In this way, they raise the level of calcium in the blood by ensuring that the bone cells release calcium, that the kidney cells extract more calcium from the urine, and that vitamin D is activated so that the digestive system can obtain more calcium.

How did the parathyroid cells find this ingenious formula? How do they know that this molecule will affect the bones, the kidneys and activate vitamin D? How is it that in the countless numbers of people who have lived in the course of history, the parathyroid has managed (except in cases of illness) to produce the right formula? How do the parathyroid cells know that the bones store calcium, that there is calcium in the urine that would be wasted, and that the cells of the small intestine need activated vitamin D to absorb calcium? How do they come up with the formula to make these three systems function? How do unconscious cells perform this feat of intelligence, which human beings could never manage?

Surely, the One Who manifests this intelligent design displayed in cells, Who creates cells, the calcium molecule and human beings from nothing, Who creates human beings in such a way that they need calcium, and Who also provides for this need with a perfect system is God, the Lord of the heavens and the Earth and of all that is in between. God's Majesty is exalted:

God, there is no god but Him, the Living, the Self-Sustaining. He is not subject to drowsiness or sleep. Everything in the heavens and the Earth belongs to Him. Who can intercede with Him except by His permission? He knows what is before them and what is behind them but they cannot grasp any of His knowledge save what He wills. His Footstool encompasses the heavens and the Earth and their preservation does not tire Him. He is the Most High, the Magnificent. (Qur'an, 2: 255)

A Control Mechanism

In earlier pages we have seen that a large part of the functioning of the hormonal system is under the control of the pituitary gland, but it will be noticed that the system in place to regulate the amount of calcium operates under the direction of a different control mechanism. The parathyroid glands measure the amount of calcium in the blood and decide what action to take. If the amount of calcium in the blood is too low, they secrete parathormone.

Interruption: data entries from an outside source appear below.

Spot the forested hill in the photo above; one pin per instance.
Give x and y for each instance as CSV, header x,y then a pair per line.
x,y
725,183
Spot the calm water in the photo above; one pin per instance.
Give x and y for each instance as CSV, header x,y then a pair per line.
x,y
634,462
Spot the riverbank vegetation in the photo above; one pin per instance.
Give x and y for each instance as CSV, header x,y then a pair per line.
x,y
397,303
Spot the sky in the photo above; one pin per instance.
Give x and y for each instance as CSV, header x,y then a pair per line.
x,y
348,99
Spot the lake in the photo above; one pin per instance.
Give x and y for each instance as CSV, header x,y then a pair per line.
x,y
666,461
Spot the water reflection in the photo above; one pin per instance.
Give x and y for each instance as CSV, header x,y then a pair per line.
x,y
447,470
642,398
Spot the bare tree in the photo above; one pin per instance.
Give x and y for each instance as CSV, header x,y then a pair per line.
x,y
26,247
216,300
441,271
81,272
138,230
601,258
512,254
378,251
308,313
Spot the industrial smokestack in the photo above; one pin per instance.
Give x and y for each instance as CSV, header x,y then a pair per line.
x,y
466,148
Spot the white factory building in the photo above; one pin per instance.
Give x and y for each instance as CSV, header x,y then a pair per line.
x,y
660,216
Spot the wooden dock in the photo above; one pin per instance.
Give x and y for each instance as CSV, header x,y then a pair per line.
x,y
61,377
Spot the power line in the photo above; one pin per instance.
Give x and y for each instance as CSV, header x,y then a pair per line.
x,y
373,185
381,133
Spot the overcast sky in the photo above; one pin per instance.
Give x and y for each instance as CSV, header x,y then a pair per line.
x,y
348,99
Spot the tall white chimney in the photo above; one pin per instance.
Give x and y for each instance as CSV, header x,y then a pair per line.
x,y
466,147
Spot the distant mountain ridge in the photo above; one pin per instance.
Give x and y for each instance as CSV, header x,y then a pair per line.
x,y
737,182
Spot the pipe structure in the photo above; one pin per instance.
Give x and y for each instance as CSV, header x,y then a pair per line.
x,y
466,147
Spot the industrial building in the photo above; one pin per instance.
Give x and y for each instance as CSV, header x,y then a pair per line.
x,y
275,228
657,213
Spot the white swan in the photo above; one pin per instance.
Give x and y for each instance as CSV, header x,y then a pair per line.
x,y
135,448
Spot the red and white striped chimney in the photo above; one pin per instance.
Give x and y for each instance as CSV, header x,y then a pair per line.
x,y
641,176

If the amount of calcium in the blood is more than is required, the secretion of parathormone is reduced. This time a different hormone comes into play: the thyroid gland secretes a hormone called "calcitonin," which has the reverse effect of parathormone. That is, it prevents bone cells from releasing calcium and makes them store it.

The cells which make up the parathyroid gland know that they must go into action when the amount of calcium decreases, while the cells which compose the thyroid gland know that they must become active when the level of calcium increases. Who put this plan into the cells?

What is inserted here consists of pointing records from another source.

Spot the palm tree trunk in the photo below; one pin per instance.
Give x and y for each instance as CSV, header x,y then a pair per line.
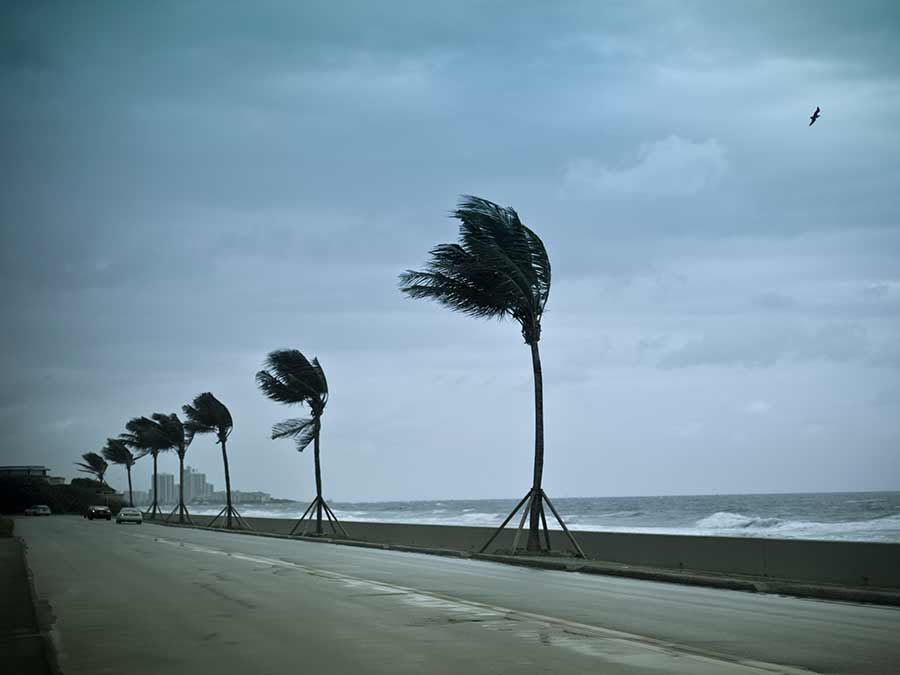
x,y
318,488
228,509
155,507
181,508
534,542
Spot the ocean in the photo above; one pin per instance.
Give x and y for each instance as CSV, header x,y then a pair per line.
x,y
846,516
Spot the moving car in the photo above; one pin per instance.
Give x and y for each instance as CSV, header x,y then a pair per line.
x,y
98,512
129,515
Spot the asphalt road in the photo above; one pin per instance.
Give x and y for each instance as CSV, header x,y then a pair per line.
x,y
153,599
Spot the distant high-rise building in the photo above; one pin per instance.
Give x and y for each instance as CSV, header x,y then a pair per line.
x,y
140,497
194,485
168,494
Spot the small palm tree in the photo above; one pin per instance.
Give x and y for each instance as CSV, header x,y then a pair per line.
x,y
93,464
170,428
143,435
292,379
499,269
116,452
207,415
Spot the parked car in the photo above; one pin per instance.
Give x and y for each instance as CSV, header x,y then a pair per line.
x,y
129,515
98,512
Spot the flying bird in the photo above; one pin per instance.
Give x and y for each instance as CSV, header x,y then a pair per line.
x,y
814,116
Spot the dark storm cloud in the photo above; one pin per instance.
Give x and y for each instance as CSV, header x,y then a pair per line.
x,y
189,185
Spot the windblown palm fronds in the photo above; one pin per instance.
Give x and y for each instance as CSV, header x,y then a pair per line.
x,y
93,464
499,268
145,436
116,452
291,378
208,415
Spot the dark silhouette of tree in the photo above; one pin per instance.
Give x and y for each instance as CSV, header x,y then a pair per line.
x,y
208,415
116,452
143,434
498,269
292,379
93,464
172,430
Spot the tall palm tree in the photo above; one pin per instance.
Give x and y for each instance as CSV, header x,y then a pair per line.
x,y
172,430
498,269
292,379
207,415
93,464
143,434
116,452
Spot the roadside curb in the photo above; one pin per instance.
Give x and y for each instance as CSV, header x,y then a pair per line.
x,y
746,584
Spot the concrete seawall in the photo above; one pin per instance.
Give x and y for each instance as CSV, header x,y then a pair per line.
x,y
858,564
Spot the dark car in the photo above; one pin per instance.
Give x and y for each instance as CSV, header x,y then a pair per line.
x,y
98,512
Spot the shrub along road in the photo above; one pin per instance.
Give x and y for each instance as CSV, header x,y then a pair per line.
x,y
149,599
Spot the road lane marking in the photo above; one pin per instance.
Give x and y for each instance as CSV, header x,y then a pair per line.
x,y
448,602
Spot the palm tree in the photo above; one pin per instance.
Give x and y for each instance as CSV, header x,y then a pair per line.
x,y
172,430
93,464
292,379
143,435
206,415
116,452
498,269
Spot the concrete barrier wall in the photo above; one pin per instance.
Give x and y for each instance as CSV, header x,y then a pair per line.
x,y
839,562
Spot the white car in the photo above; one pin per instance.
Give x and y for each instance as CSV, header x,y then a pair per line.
x,y
129,515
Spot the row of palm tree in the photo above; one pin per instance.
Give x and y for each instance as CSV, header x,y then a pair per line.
x,y
498,269
162,433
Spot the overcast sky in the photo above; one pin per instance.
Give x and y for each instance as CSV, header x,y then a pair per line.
x,y
187,186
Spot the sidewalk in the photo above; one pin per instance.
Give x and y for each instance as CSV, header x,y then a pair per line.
x,y
21,644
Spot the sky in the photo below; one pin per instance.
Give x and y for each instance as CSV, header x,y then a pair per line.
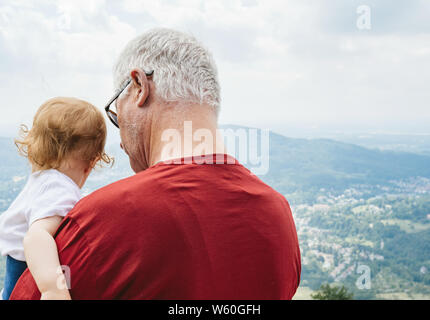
x,y
290,66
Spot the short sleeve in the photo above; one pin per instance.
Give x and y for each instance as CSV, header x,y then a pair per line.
x,y
54,198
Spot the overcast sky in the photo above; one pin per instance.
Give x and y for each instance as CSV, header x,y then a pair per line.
x,y
285,65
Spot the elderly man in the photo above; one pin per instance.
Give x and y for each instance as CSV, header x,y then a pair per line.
x,y
193,223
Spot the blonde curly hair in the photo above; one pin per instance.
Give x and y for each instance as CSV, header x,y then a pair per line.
x,y
64,128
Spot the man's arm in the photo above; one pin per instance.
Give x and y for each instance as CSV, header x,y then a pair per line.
x,y
42,259
76,257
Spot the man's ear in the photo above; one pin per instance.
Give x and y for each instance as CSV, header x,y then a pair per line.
x,y
140,80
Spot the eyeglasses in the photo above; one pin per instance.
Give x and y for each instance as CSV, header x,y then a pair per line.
x,y
113,117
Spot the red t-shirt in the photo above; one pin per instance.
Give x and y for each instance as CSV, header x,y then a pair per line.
x,y
179,231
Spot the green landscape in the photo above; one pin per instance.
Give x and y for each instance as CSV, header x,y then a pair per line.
x,y
353,207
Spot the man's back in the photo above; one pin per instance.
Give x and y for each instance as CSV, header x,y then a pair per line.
x,y
179,231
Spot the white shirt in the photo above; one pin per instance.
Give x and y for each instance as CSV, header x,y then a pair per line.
x,y
47,193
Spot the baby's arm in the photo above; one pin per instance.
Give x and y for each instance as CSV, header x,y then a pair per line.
x,y
42,258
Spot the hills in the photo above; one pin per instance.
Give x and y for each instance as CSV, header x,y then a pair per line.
x,y
352,205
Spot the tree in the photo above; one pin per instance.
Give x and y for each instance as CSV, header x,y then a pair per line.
x,y
326,292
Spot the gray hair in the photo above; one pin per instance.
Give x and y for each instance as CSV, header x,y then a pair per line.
x,y
183,68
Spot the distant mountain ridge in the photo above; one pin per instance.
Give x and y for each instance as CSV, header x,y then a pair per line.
x,y
295,164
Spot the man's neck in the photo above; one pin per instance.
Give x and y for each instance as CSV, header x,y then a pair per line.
x,y
189,130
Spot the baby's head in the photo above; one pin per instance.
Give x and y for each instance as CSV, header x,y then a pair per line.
x,y
64,129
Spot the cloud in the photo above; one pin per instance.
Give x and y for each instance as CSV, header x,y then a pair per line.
x,y
281,62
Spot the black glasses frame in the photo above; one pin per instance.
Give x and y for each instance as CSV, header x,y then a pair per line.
x,y
113,117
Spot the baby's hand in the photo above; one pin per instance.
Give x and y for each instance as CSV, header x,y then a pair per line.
x,y
56,295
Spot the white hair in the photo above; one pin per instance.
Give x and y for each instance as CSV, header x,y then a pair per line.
x,y
184,70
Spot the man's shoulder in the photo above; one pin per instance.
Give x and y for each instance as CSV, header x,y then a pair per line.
x,y
131,187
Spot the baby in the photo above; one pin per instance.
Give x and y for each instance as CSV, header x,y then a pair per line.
x,y
63,146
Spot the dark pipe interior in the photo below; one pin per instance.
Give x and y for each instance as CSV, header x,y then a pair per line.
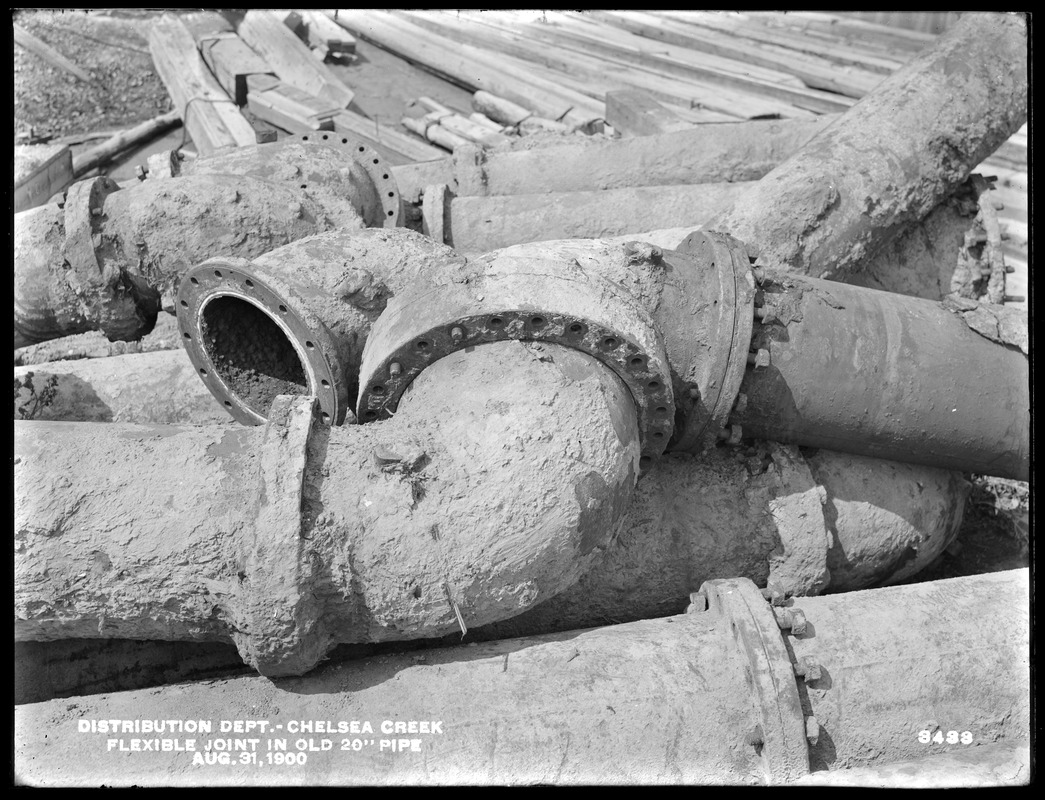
x,y
251,353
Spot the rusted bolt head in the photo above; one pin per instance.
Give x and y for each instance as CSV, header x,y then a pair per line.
x,y
741,405
812,730
698,604
797,622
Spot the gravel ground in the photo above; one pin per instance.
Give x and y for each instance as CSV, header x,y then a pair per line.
x,y
111,45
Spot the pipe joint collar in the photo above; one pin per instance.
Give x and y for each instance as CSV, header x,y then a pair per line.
x,y
523,299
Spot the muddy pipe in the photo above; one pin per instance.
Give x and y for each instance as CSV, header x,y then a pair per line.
x,y
109,259
291,538
742,691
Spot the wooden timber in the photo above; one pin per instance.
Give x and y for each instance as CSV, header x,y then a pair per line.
x,y
212,119
292,60
41,170
632,112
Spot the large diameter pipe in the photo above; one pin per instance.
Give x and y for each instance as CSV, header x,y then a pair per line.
x,y
158,387
893,156
851,369
479,225
105,260
291,538
576,708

If the parathyroid went into action at the wrong time, when the amount of calcium was already too high, and parathormone began to be secreted, a serious danger for human health would result. Or, if parathormone and calcitonin were secreted at the same time, the body cells would not know what to do. If the cells that make up these glands were slow to go into action when the need arose (or did not notice that they were needed) a serious danger to health would again result. The harmonious functioning of the thyroid and parathyroid glands and the intelligence guiding the activities of the cells that make up these glands, are all proof that the human body was created.